* U.N. rights boss Navi Pillay warns about rising fanaticism
* Condemns attacks on religious minorities worldwide
* Recent deadly attacks in Egypt, Nigeria and Pakistan
By Stephanie Nebehay
GENEVA, Jan 7 (Reuters) - Attacks on religious minorities in places like Egypt, Nigeria and Pakistan should serve as a wake-up call to authorities everywhere to combat rising fanaticism, the top U.N. human rights official said on Friday.
All countries have a moral and legal duty to protect freedom of religion by quashing sectarian violence and rooting out discriminatory laws that can lead to full-fledged conflict, said Navi Pillay, United Nations High Commissioner for Human Rights. "Attacks on churches, mosques, synagogues, temples and other religious sites around the world, as well as targeted attacks against individuals, should act as a wake-up call to all of us," Pillay said in a statement.

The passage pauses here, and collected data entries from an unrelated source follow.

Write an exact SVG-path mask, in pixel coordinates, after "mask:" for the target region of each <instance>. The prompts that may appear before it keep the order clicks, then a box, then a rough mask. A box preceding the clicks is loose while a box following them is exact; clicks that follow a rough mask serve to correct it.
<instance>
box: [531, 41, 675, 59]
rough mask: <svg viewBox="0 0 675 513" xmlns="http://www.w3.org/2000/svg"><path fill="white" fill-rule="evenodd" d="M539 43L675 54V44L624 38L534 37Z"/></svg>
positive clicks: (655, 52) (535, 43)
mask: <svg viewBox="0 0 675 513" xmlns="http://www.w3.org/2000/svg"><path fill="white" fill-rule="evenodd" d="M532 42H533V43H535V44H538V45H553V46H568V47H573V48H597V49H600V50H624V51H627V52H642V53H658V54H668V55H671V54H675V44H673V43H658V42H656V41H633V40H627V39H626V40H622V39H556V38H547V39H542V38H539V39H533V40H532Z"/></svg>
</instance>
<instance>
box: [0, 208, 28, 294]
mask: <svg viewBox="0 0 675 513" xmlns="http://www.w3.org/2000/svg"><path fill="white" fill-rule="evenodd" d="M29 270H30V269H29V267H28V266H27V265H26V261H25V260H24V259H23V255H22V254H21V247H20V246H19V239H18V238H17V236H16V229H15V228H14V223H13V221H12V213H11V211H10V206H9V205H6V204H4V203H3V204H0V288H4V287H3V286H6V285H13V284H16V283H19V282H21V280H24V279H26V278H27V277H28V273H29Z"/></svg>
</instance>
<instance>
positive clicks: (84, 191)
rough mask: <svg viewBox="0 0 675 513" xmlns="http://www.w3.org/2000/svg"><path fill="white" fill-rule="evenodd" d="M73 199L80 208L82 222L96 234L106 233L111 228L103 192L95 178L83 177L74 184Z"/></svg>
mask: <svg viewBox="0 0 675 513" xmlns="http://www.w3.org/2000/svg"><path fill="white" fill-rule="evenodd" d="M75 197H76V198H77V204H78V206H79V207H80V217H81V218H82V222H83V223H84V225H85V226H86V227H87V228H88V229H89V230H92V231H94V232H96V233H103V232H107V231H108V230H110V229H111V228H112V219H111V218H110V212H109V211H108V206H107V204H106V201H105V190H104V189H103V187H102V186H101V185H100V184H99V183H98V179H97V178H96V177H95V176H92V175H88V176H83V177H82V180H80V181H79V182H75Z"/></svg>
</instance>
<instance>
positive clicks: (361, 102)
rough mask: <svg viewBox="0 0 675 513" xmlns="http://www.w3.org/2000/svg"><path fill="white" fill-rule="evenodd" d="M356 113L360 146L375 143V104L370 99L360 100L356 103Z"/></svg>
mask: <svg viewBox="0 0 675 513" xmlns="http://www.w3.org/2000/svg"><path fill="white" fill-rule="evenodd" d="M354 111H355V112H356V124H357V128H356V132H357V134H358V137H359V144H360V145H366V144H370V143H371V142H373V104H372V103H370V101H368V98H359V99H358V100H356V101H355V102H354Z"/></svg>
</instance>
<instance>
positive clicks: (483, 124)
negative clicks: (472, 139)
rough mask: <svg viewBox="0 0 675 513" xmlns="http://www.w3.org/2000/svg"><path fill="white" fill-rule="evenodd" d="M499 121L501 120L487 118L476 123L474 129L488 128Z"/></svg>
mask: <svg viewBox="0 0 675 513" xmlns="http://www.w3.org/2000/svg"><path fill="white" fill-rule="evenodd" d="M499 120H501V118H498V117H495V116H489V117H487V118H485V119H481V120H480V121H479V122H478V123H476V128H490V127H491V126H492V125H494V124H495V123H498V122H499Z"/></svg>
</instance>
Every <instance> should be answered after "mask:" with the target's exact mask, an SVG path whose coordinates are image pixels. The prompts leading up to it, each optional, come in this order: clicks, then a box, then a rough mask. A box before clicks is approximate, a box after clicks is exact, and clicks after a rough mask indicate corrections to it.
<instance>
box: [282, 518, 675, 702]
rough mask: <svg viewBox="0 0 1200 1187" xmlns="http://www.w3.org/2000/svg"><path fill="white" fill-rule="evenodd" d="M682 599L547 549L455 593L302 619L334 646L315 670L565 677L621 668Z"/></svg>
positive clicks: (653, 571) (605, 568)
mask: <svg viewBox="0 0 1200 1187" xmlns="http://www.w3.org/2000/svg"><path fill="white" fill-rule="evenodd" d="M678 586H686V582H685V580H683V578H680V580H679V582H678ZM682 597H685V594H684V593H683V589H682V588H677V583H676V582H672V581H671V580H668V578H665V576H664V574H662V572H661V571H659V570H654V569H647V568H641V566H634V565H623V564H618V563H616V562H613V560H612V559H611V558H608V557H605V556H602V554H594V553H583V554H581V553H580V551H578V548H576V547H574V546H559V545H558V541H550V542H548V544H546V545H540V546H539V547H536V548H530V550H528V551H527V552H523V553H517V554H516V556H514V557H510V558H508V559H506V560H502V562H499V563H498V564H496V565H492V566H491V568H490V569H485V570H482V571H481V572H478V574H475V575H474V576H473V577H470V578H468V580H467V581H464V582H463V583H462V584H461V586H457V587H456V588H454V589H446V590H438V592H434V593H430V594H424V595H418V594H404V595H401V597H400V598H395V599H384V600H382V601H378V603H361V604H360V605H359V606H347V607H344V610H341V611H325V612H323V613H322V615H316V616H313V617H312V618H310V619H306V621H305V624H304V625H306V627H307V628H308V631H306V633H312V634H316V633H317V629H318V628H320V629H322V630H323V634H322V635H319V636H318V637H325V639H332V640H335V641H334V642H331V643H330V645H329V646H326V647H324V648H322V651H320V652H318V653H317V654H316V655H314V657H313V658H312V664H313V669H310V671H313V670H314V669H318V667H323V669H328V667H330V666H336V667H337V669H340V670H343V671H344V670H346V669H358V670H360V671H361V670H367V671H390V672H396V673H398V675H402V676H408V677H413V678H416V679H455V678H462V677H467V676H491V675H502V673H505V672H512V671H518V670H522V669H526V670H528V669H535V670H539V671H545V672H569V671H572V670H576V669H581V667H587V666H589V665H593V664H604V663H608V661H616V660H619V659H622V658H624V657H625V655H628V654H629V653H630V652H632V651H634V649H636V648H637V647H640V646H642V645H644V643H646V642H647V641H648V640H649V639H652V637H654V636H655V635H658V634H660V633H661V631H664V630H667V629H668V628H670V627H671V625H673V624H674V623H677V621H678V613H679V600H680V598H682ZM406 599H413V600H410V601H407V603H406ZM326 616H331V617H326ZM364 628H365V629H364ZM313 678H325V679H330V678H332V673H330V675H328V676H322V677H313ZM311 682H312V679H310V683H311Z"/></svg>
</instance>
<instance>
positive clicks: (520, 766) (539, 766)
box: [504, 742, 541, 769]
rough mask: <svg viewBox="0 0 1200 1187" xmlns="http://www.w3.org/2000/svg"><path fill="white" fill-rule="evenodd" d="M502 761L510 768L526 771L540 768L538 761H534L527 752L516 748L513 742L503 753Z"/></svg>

Christians, Muslims, Sikhs and Ahmadis have been targeted in the past year, according to Pillay, a former war crimes judge. She specifically condemned attacks in Egypt, Iran, Iraq, Indonesia, Malaysia, Nigeria and Pakistan. She did not single out particular faiths for blame, but the examples she cited were mostly of Muslim countries where Christian minorities or rival Muslim sects have been targeted.
"I am concerned that divisive or weak state laws and policies in many countries foster the religious discrimination that feeds extremism. It is also vital that authorities discourage the exploitation of religions for political agendas."
In the Egyptian port city of Alexandria, a New Year's Day bombing killed up to 23 Christian worshippers leaving a Coptic church, raising fears of further attacks. Officials suspect an al Qaeda-inspired bomber. [ID:nLDE7051QS]
Islamist websites have carried threats against Egyptian Christians before and since that attack, which followed a deadly siege of a church in Baghdad in October by al Qaeda-linked militants who said they would also target Christians in Egypt.
In Nigeria, police last week arrested 92 suspected members of the Boko Haram radical Islamist sect, which wants strict Islamic law imposed throughout the country. [ID:nLDE6BUOE3]
The group has claimed responsibility for Christmas Eve church bombings and other attacks in the central city of Jos and the northern city of Maiduguri that killed around 100 people and led to violence between Muslims and Christians.
Religious minorities in nuclear-armed Pakistan have also been subjected to an increasing number of attacks, Pillay said.
In Malaysia, attacks on churches led to retaliation attacks on a mosque and several Muslim prayer rooms in January 2010.